A igreja Bola de Neve, onde essas cenas “proféticas” ocorreram, localiza-se na rua Clélia, 1.517, na Lapa (zona oeste de São Paulo). Lá, no mesmo local, em 1950, foi inaugurado o luxuoso Cine Nacional, com capacidade para 3.300 espectadores sentados nas confortáveis poltronas Cimo, as melhores que havia para grandes casas de espetáculos. Foi um acontecimento. Uma edição especial do jornal “Cine-Repórter” saiu no dia 15 de abril, inteiramente consagrada à inauguração do “imponentíssimo palácio da cinematografia”, que pertencia ao Circuito Serrador. De página inteira, um anúncio da British Films do Brasil, oferecia seus produtos aos exibidores. E eles pareciam instigantes. Em um filme, chamado “Ilha Desconhecida”, mostrava-se a luta do homem moderno contra criaturas pré-históricas.
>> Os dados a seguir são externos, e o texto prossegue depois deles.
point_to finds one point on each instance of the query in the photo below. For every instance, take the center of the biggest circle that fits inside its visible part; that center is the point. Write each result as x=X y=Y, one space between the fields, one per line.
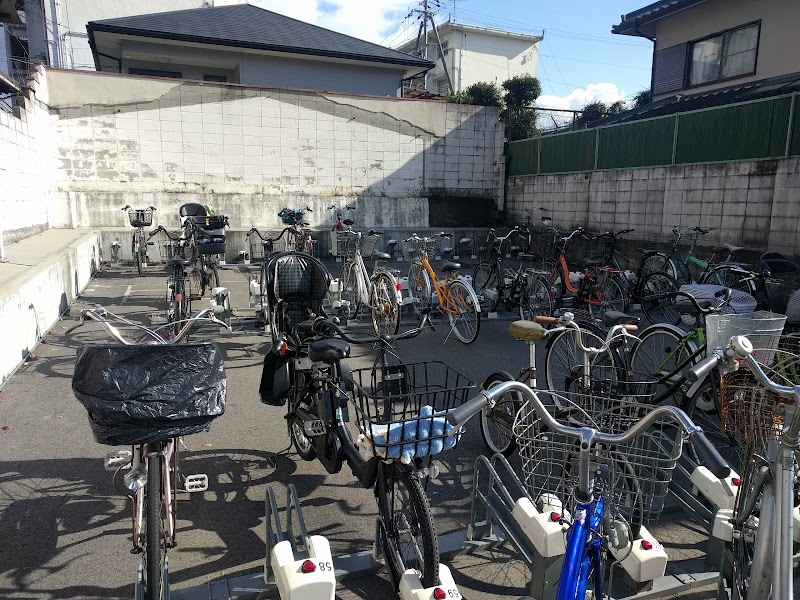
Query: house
x=700 y=46
x=474 y=54
x=249 y=45
x=54 y=33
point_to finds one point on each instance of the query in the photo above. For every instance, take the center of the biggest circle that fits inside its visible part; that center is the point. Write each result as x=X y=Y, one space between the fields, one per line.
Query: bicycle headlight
x=135 y=479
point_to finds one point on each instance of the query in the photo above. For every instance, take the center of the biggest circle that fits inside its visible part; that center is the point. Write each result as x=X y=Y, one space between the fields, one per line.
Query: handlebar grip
x=545 y=320
x=460 y=415
x=701 y=369
x=709 y=456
O outro, com título em forma de pergunta, atiçava os fantasmas: “Acontecerá de Novo?” -prometia cenas inéditas com Adolph Hitler, Eva Braun e “todos os nazistas em pessôa”. A sessão inaugural do novo cinema exibiu o filme “Monstro de um Mundo Perdido”. Parece que eles estão voltando… Acontecerá de novo?

 

 

VEJA O VÍDEO (há partes com o áudio cortado devido a reclamação de direitos autorais por parte da gravadora Onimusic, que diz ser “proprietária” do hino de louvor cantado durante o culto)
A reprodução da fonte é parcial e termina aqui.